Divórcio com filhos: como ficam a guarda, a pensão e a convivência?
O divórcio, por si só, já é um momento delicado. Quando o casal tem filhos, a situação exige ainda mais atenção, responsabilidade e equilíbrio. Isso porque, acima dos conflitos entre os pais, deve prevalecer sempre o melhor interesse da criança ou do adolescente.
Muita gente acredita que o divórcio resolve tudo de uma vez, mas a verdade é que a separação traz questões importantes que precisam ser definidas com clareza: guarda, convivência, pensão alimentícia e responsabilidades de cada genitor. Divórcio com filhos é uma situação complicada a ser enfrentada de maneira inteligente.
Como funciona a guarda dos filhos?
Atualmente, a guarda compartilhada é a regra no ordenamento jurídico brasileiro. Isso significa que ambos os pais continuam participando ativamente das decisões importantes sobre a vida do filho, como educação, saúde, rotina e desenvolvimento.
É importante esclarecer que guarda compartilhada não significa, necessariamente, divisão igual de tempo de moradia. Em muitos casos, a criança possui residência principal com um dos pais, enquanto o outro participa da convivência e das decisões de forma contínua.
Em situações específicas, pode haver guarda unilateral, especialmente quando um dos genitores não possui condições adequadas de exercer esse papel ou quando a medida se mostra mais adequada para a proteção do menor.
Como é definido o valor da pensão alimentícia?
A pensão alimentícia não segue valor fixo ou tabela única. Ela é definida a partir da análise de dois fatores principais: a necessidade de quem recebe e a capacidade financeira de quem paga.
Na prática, o juiz observa as despesas da criança ou adolescente e também a realidade econômica do genitor responsável pelo pagamento. Por isso, cada caso deve ser analisado individualmente, sem fórmulas prontas.

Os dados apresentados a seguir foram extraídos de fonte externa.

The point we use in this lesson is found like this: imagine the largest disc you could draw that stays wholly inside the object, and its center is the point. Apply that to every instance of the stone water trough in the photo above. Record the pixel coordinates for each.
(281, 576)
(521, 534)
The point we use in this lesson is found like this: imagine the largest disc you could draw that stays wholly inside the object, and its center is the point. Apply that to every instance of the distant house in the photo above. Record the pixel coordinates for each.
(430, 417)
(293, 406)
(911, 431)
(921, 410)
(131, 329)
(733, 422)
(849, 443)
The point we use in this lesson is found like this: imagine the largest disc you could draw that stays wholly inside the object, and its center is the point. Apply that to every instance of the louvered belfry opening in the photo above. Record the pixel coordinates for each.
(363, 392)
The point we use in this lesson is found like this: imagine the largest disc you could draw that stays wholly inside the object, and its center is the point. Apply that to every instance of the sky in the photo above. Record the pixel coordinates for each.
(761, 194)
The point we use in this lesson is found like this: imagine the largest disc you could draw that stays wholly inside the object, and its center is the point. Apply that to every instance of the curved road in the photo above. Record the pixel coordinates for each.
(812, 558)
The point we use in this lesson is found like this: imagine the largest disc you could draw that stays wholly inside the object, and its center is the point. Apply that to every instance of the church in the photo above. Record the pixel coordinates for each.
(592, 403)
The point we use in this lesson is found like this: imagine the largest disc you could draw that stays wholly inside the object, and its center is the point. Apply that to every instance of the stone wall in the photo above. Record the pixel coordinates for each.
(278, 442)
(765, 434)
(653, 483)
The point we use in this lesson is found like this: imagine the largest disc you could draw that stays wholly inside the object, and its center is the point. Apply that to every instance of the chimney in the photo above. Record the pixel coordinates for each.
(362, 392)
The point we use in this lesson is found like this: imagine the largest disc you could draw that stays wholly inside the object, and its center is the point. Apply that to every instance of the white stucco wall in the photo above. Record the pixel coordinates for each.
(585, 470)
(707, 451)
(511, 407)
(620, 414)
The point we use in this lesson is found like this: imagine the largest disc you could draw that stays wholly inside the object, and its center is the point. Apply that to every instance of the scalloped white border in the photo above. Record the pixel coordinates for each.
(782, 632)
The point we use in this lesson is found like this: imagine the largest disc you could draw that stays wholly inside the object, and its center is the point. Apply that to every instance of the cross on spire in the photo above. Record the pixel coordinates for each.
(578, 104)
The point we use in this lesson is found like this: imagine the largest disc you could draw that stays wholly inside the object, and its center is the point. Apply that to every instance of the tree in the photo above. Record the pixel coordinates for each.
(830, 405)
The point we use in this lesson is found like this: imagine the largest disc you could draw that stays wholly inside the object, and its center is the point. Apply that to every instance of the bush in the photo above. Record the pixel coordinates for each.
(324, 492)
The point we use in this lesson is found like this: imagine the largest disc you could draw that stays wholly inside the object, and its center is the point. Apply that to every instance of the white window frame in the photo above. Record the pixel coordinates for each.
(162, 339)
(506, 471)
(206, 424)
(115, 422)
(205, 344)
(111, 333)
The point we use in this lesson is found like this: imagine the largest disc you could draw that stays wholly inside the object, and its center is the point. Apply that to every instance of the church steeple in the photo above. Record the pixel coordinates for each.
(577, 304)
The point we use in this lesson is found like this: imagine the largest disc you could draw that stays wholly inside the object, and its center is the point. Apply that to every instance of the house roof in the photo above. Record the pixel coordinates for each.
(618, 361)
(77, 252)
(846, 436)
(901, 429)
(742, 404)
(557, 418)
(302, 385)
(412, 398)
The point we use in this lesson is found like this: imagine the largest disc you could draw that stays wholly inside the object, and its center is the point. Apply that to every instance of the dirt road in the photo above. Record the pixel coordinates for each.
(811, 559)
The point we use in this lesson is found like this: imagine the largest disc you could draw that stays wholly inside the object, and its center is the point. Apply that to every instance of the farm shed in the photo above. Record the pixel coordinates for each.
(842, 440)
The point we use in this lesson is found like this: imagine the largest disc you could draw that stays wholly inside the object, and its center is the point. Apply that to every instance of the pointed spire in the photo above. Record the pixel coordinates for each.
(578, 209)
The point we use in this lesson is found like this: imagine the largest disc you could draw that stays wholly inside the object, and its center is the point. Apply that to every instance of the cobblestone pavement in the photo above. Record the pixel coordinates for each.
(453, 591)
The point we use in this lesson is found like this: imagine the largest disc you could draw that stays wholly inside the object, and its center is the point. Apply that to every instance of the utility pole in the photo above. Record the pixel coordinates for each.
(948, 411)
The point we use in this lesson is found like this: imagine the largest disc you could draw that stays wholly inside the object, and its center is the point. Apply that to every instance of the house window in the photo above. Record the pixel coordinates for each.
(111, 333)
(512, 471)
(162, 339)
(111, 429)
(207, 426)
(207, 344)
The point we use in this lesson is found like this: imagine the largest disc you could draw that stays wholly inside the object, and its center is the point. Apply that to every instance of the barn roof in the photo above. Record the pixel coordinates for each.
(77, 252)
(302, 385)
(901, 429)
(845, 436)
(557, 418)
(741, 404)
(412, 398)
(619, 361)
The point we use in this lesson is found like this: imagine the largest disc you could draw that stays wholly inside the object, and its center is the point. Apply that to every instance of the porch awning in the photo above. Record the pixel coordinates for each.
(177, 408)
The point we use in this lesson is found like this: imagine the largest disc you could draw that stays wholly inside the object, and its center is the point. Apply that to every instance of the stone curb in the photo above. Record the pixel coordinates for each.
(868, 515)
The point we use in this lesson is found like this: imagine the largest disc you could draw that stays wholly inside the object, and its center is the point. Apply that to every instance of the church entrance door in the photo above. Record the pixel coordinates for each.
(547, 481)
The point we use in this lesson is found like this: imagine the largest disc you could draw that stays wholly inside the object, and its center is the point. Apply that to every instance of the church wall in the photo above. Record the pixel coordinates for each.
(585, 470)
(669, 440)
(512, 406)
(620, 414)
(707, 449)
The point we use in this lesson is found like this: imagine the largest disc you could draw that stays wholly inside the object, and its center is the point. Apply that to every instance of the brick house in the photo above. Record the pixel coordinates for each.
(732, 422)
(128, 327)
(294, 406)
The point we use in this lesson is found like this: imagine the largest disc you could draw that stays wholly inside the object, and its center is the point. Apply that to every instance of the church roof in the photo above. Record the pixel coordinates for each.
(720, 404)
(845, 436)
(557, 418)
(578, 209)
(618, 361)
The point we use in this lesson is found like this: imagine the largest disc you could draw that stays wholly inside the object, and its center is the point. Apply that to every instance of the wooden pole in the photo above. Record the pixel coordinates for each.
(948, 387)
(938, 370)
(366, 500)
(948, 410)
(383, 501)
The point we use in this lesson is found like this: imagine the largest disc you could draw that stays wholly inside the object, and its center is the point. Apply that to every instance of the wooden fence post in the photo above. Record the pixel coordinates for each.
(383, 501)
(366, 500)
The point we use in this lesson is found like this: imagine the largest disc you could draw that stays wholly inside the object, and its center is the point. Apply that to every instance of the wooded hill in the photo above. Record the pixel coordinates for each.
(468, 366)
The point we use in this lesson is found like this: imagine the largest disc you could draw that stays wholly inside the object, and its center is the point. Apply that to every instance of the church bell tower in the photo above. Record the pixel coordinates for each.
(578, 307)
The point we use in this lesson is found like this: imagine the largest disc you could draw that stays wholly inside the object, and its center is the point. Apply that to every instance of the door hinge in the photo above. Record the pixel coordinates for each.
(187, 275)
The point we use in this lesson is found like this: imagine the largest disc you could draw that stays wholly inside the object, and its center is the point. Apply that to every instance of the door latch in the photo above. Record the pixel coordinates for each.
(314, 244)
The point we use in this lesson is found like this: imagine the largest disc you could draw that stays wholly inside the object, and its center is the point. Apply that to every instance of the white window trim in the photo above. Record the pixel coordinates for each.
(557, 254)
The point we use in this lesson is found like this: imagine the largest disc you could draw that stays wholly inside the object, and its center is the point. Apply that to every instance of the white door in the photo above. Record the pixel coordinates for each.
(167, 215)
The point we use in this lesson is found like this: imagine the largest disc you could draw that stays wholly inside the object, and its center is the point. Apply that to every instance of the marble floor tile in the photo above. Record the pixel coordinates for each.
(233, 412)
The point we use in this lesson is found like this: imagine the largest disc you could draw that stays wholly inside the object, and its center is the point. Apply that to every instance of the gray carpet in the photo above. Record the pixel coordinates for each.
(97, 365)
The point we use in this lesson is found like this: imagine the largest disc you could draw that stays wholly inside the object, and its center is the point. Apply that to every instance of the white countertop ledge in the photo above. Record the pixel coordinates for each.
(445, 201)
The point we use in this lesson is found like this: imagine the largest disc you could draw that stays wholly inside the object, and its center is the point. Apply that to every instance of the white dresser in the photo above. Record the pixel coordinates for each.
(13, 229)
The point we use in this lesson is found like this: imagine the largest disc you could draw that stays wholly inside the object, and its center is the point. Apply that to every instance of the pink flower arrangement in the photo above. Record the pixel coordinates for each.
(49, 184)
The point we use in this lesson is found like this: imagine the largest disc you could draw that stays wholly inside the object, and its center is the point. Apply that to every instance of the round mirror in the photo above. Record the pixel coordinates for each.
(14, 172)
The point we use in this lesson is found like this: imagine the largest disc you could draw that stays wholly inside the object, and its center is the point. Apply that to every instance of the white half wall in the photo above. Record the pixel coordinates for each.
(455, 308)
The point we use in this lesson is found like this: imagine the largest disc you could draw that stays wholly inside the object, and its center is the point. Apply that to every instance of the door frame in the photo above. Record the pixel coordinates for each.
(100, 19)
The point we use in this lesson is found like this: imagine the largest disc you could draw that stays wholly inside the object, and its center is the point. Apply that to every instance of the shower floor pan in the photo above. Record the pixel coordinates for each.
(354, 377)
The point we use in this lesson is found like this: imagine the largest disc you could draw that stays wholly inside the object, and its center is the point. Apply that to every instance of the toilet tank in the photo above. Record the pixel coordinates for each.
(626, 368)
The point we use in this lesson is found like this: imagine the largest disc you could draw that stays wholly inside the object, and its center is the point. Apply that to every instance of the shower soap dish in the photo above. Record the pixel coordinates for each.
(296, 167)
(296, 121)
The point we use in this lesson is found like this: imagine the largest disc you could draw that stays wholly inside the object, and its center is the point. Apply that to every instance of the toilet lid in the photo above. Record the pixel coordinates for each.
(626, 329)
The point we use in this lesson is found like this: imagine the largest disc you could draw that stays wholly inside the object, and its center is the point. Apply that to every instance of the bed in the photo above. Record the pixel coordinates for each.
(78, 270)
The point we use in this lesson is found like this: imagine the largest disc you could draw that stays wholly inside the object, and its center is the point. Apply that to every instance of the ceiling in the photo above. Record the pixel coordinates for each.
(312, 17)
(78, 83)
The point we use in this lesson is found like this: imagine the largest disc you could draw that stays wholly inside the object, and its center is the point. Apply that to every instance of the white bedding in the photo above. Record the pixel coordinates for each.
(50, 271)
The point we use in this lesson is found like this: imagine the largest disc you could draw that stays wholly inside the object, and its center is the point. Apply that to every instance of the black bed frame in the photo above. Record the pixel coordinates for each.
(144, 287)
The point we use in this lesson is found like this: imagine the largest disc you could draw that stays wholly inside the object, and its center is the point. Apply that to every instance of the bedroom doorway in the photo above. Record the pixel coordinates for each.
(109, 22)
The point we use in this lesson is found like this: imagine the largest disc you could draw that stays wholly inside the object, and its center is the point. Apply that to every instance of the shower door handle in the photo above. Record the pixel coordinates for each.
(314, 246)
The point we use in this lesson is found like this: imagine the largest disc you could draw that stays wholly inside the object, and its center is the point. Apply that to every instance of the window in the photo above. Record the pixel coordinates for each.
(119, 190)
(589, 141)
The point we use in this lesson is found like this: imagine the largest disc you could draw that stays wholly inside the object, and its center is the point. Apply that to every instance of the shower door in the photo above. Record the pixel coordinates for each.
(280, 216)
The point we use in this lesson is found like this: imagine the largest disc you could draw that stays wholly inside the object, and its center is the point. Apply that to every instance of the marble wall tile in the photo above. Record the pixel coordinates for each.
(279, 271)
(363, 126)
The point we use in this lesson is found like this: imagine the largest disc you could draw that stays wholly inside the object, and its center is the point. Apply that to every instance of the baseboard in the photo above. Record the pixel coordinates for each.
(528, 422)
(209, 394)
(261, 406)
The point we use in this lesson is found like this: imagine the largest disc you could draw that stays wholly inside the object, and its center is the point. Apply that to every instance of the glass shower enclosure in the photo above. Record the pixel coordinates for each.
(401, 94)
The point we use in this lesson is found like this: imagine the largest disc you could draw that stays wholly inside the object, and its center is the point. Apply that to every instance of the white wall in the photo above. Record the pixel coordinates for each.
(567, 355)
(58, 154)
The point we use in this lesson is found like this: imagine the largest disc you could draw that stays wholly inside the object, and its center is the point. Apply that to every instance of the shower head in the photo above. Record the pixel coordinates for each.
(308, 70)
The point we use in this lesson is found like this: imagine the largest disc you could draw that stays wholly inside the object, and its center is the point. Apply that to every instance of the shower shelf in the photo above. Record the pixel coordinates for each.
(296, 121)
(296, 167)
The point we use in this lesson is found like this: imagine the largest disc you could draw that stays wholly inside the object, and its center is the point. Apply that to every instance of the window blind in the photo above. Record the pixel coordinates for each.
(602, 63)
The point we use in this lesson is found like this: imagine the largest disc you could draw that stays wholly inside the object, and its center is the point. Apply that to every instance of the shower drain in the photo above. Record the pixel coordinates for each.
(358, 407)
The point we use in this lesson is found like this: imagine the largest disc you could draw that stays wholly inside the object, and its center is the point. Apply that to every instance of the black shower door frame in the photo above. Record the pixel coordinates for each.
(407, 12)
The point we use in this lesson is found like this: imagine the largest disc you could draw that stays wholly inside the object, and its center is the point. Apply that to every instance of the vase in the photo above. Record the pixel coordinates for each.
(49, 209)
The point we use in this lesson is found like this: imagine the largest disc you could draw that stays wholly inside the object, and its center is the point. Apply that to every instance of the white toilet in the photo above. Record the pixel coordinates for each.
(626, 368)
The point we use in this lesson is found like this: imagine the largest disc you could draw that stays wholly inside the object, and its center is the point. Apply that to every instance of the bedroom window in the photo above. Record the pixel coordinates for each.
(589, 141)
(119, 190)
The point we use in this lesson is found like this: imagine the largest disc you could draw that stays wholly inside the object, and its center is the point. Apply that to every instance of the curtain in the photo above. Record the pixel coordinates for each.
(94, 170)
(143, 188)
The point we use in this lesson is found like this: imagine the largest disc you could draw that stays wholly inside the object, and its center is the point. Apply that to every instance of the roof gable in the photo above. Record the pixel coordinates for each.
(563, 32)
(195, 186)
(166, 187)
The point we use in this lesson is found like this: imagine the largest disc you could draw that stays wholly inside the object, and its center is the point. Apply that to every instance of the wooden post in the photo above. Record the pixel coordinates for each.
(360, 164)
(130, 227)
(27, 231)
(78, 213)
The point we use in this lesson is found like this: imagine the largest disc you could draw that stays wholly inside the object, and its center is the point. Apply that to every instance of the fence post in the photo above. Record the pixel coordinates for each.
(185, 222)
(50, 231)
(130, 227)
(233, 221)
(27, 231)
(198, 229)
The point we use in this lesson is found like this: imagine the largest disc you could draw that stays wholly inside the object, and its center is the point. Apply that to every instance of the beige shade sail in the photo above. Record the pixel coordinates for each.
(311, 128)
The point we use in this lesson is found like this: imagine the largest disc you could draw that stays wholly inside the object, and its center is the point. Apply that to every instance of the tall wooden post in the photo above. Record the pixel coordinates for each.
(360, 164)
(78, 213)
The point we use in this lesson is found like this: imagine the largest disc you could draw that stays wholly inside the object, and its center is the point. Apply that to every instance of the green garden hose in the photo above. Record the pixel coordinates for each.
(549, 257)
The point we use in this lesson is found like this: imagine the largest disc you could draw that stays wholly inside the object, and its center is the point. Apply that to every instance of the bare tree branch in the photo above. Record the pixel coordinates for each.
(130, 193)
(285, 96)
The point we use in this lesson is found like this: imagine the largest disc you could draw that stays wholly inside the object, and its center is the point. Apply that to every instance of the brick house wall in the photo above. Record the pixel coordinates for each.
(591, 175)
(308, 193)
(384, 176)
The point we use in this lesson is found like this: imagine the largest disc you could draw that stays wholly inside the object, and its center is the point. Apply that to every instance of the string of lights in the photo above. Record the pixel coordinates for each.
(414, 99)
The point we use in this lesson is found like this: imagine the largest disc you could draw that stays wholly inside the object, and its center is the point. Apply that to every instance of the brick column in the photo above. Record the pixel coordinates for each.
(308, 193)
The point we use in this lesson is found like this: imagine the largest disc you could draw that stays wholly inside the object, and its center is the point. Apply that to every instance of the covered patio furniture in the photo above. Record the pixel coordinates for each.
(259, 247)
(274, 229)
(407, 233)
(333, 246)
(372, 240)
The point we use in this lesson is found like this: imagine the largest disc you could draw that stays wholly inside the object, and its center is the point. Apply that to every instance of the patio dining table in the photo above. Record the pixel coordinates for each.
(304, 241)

Como funciona o direito de convivência?
O pai ou mãe que não reside com o filho tem direito de convivência, salvo situações graves que justifiquem restrição. Esse convívio é importante para o desenvolvimento emocional da criança e não deve ser tratado como favor ou concessão.
Quando não há acordo entre os pais, pode ser necessário formalizar judicialmente a rotina de visitas, férias, datas comemorativas e outras situações do cotidiano.
Quais são os conflitos mais comuns?
Entre os conflitos mais frequentes estão o impedimento de visitas, atrasos ou falta de pagamento de pensão, discussões sobre escola e saúde, mudança de cidade sem anuência do outro genitor e tentativas de afastamento da convivência familiar.
Essas situações costumam gerar grande desgaste emocional e, quando mal conduzidas, podem prejudicar diretamente os filhos.
A importância da orientação jurídica
Cada família possui uma realidade própria. Por isso, o acompanhamento jurídico é fundamental para garantir segurança, clareza e proteção dos direitos envolvidos, sempre com foco no bem-estar dos filhos e na solução adequada do conflito.